The Bakers Association of Kerala (BAKE) has decided to ban the use of non-veg mayonnaise from raw eggs in eateries and restaurants. Raw egg mayonnaise will not form part of any side dish either. This follows a directive to the effect issued by the food safety wing of the State government.

The death of three young people in the State in eight months from food poisoning raised a scare. These cases were reported mostly after consuming Arabian mandi-style cooked food and shawarma.

This prompted Rajeev Jayadevan, Co-chairman, National Covid Task Force past-president IMA, to tweet about precautions before taking food from street joints.

Growing popularity

If the meat is already contaminated at the assembly point, it becomes an excellent culture medium for bacteria, especially the uncooked part. As the meat is assembled off-site, there is no way of telling if it was done hygienically, or kept overnight after slow sales the previous day, Jayadevan cautioned.

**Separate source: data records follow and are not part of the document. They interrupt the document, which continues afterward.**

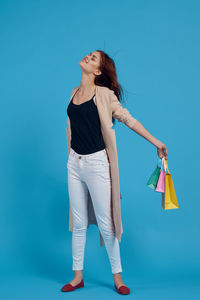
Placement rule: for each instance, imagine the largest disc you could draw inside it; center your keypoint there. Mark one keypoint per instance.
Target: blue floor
(36, 287)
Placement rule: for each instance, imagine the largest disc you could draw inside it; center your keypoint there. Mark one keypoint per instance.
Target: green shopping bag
(153, 180)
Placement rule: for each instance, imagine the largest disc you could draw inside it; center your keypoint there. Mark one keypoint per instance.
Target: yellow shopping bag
(169, 199)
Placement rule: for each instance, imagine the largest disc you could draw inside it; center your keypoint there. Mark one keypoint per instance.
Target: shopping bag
(169, 199)
(161, 180)
(152, 182)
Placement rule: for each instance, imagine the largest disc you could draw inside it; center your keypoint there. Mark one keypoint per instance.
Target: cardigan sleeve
(121, 113)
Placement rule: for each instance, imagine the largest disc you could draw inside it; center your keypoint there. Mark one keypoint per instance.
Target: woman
(93, 179)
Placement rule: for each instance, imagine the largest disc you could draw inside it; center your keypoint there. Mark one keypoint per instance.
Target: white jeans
(90, 172)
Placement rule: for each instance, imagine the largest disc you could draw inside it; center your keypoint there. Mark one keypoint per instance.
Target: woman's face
(90, 63)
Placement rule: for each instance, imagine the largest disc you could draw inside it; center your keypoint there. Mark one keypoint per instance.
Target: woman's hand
(162, 150)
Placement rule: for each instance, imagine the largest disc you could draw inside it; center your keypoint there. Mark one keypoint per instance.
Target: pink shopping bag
(161, 180)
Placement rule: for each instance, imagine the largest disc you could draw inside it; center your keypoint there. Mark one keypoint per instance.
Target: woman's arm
(124, 116)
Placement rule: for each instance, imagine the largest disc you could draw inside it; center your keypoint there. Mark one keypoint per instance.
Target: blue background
(156, 46)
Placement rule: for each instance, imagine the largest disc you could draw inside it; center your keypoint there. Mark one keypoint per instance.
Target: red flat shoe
(69, 287)
(123, 290)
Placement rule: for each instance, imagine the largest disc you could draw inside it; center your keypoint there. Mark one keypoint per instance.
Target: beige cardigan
(108, 106)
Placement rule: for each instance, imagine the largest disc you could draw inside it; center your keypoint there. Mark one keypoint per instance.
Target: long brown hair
(108, 77)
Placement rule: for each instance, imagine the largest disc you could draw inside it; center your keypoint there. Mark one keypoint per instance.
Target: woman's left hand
(162, 150)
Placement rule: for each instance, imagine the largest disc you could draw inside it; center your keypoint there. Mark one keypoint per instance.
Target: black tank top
(86, 136)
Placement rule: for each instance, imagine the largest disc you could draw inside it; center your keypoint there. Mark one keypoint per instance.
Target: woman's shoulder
(105, 89)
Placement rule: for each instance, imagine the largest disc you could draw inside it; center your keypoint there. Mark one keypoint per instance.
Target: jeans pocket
(100, 159)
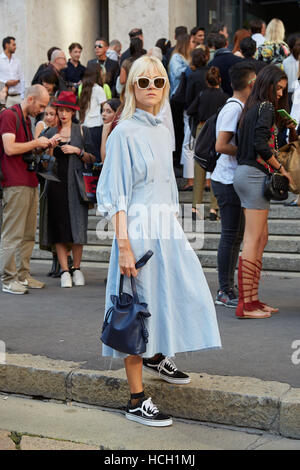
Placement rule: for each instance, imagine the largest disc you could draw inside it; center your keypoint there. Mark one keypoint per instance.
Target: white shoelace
(167, 361)
(148, 406)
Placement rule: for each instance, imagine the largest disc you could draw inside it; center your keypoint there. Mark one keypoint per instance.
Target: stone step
(287, 262)
(276, 226)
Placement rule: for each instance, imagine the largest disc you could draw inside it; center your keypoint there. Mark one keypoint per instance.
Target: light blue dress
(138, 178)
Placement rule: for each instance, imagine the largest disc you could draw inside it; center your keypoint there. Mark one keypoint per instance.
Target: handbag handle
(139, 264)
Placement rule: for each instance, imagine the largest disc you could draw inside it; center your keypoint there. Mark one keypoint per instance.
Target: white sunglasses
(144, 83)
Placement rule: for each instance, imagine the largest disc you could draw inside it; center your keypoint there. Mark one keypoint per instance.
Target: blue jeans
(232, 232)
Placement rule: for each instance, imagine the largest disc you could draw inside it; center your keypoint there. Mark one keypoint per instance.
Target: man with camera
(20, 190)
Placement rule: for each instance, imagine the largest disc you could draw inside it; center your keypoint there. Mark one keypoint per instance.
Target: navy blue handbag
(124, 327)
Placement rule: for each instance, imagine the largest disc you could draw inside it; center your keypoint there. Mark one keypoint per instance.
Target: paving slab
(5, 441)
(108, 430)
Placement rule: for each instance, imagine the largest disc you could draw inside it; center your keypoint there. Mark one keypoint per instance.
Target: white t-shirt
(93, 116)
(227, 121)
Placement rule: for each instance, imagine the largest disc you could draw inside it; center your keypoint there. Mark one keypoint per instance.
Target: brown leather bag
(289, 156)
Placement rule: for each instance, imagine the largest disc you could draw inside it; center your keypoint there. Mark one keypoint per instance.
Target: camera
(32, 161)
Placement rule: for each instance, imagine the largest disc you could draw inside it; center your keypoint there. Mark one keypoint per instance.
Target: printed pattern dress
(138, 178)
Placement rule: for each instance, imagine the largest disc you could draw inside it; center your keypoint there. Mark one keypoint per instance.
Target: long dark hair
(93, 75)
(265, 89)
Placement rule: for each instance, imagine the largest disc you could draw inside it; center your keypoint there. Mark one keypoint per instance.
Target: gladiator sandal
(245, 308)
(255, 300)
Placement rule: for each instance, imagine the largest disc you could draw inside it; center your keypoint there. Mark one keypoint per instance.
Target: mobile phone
(287, 116)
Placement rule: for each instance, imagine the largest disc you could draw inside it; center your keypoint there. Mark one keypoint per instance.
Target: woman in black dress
(65, 218)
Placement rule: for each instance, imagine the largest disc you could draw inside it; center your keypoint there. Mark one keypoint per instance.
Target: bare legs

Mandi and shawarma have gained huge popularity in recent times in the State. It was in this context Health Minister Veena George called a meeting here of representatives of hotels, restaurants, wayside eateries, bakeries, and catering firms.

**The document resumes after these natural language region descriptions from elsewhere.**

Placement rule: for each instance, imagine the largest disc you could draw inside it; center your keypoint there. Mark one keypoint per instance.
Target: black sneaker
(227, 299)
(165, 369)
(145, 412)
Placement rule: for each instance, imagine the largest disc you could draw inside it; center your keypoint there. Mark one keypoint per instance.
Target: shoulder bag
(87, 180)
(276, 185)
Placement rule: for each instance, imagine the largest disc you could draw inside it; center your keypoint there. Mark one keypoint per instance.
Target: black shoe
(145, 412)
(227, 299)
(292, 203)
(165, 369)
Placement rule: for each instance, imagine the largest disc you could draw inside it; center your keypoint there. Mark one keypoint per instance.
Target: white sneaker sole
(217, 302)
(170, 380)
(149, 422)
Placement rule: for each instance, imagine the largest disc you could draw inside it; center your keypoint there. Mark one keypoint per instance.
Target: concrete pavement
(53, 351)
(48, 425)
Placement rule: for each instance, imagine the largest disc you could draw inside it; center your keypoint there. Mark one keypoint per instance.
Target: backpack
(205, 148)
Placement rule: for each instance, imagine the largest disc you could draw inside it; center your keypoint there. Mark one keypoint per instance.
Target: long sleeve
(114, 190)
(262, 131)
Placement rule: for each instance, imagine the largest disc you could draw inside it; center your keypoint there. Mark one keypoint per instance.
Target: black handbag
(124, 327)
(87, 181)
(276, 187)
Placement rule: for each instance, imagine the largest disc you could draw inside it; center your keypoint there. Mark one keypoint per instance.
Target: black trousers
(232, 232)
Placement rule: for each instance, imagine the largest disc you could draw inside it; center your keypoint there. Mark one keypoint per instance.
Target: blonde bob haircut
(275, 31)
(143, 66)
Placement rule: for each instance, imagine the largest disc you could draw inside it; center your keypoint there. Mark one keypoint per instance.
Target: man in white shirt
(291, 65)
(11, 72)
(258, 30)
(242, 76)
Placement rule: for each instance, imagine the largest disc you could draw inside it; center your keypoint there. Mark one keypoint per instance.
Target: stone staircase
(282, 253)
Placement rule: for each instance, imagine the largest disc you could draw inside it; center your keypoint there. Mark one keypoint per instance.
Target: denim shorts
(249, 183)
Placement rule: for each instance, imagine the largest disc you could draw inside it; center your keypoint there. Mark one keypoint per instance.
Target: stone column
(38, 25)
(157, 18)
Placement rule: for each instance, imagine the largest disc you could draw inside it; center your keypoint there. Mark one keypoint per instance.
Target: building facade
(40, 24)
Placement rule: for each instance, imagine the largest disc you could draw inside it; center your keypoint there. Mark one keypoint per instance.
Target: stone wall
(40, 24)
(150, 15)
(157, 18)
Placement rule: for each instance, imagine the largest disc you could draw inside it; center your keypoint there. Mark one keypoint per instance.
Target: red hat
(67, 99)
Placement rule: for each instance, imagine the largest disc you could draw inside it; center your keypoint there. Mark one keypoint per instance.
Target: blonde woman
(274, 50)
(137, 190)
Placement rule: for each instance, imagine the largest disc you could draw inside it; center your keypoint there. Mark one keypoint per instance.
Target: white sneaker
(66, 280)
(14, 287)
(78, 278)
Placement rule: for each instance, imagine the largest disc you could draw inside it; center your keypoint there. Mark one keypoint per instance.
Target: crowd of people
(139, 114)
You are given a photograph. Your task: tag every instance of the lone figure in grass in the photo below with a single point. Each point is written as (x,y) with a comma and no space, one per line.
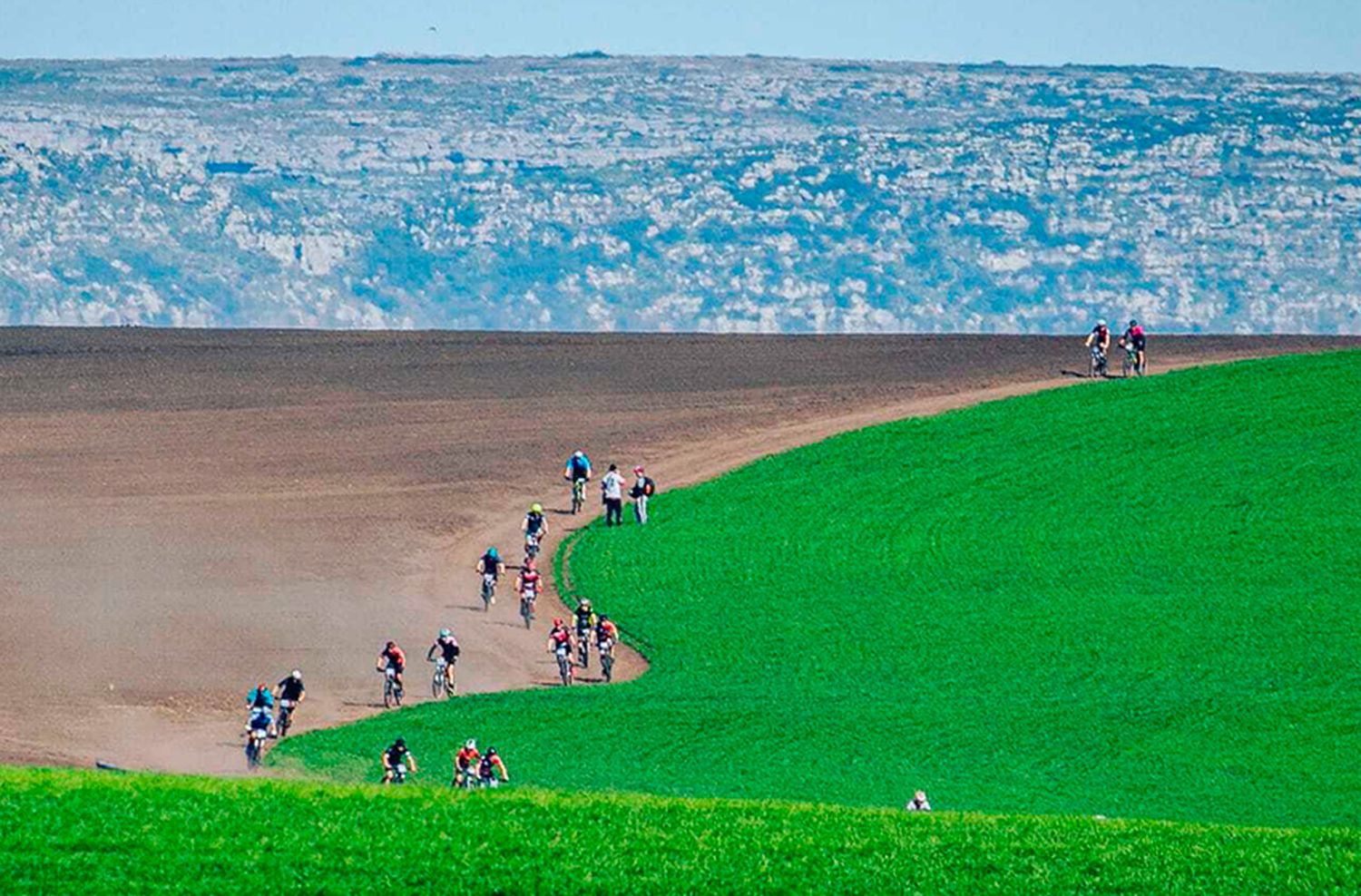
(612,490)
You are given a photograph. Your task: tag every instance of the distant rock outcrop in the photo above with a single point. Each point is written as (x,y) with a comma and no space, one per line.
(677,193)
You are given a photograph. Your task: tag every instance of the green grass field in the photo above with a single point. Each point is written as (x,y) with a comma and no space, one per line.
(1131,599)
(103,833)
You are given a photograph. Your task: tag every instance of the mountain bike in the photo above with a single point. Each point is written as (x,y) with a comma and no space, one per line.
(563,656)
(286,708)
(1130,364)
(606,650)
(391,689)
(444,684)
(1096,366)
(256,735)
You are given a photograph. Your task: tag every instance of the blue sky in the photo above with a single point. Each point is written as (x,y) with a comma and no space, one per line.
(1243,34)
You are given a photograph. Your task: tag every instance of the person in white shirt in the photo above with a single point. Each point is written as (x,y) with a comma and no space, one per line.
(612,488)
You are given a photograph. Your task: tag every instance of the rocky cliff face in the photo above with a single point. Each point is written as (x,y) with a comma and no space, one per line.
(686,193)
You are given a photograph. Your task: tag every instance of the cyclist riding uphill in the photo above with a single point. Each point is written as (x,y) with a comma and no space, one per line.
(1100,337)
(577,466)
(535,523)
(397,762)
(394,658)
(465,763)
(260,702)
(1135,336)
(489,765)
(492,564)
(560,639)
(585,618)
(290,689)
(448,648)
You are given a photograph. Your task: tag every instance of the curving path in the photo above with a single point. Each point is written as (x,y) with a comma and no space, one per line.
(188,512)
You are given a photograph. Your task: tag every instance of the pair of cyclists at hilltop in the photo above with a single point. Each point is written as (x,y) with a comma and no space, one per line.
(468,765)
(585,627)
(260,700)
(1134,342)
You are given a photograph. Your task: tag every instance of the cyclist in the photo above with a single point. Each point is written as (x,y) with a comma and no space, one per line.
(392,657)
(585,623)
(560,643)
(1135,337)
(489,767)
(607,635)
(490,569)
(291,692)
(448,648)
(528,583)
(397,759)
(577,471)
(260,702)
(465,763)
(535,526)
(1099,340)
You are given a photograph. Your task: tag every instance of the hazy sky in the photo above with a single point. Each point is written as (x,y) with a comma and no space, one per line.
(1243,34)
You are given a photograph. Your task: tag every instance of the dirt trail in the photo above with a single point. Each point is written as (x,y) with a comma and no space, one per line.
(190,512)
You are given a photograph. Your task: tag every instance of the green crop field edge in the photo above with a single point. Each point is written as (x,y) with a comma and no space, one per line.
(100,833)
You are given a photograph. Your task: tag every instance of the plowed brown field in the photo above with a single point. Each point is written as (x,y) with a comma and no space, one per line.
(187,512)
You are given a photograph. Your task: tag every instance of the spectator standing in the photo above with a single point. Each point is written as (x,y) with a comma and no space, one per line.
(917,803)
(612,488)
(641,491)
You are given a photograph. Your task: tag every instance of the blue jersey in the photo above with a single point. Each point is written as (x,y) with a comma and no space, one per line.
(579,466)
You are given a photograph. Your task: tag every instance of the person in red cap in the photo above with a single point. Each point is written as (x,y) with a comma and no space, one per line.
(641,491)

They unanimously agreed on the ban on non-veg mayonnaise. There are, however, eateries and restaurants that can serve mayonnaise made with pasteurised eggs or eggless mayonnaise.

Reasons behind food poisoning

Mayonnaise is served as a side dish to the main dishes, especially Arabian cuisine. It has been faulted as the villain in many recent episodes of food poisoning. Unless pasteurised, raw eggs can harbour salmonella bacteria, which multiply in hot and humid conditions.

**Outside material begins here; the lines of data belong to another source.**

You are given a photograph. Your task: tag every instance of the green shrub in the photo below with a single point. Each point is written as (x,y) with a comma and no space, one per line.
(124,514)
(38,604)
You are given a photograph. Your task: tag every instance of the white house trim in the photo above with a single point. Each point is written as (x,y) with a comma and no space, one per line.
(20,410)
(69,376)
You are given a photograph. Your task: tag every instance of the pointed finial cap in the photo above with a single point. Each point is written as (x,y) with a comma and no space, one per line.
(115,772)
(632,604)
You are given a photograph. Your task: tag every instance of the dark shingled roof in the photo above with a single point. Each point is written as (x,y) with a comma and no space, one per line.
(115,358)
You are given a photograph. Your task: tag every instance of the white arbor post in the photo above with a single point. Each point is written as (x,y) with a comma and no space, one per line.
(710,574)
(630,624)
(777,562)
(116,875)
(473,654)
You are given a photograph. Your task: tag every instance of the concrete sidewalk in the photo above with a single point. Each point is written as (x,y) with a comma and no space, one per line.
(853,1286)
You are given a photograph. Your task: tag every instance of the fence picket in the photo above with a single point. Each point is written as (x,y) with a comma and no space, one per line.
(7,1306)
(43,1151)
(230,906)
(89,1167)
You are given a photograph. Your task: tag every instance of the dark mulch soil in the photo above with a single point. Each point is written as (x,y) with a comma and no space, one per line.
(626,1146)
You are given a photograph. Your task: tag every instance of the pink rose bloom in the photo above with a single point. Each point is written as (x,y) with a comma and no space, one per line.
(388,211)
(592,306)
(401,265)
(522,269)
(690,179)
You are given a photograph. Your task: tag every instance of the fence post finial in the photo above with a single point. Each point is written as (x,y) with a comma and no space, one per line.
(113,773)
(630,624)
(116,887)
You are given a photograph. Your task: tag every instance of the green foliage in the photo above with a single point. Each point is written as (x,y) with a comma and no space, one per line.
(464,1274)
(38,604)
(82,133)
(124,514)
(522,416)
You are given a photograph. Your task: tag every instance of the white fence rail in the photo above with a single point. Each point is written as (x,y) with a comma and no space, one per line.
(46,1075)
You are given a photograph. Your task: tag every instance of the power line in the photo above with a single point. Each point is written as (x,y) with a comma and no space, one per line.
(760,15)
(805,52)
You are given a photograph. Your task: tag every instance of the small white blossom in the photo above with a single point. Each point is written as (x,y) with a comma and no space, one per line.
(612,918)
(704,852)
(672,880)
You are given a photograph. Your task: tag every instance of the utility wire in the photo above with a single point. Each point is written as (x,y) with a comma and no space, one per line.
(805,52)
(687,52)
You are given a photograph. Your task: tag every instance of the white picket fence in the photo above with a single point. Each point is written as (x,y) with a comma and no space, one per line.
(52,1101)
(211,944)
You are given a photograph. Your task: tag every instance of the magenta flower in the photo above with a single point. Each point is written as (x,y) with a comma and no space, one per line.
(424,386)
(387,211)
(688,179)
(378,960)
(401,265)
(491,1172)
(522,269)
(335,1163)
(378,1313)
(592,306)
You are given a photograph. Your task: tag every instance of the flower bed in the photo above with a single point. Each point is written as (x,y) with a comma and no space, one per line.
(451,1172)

Meanwhile, the Food Safety department has introduced the practice of affixing a ‘use-by’ label on food parcels. All food outlets must comply with the mandatory licence/registration requirement of the department. All of them should also cooperate with a newly-introduced hygiene rating initiative.

The Health Minister observed that hygiene rating would offer all eateries an opportunity to showcase each other’s hygiene and food safety standards. All outlets should display the toll-free number of the Food Safety Department. All employees should have medical fitness certificates and receive training.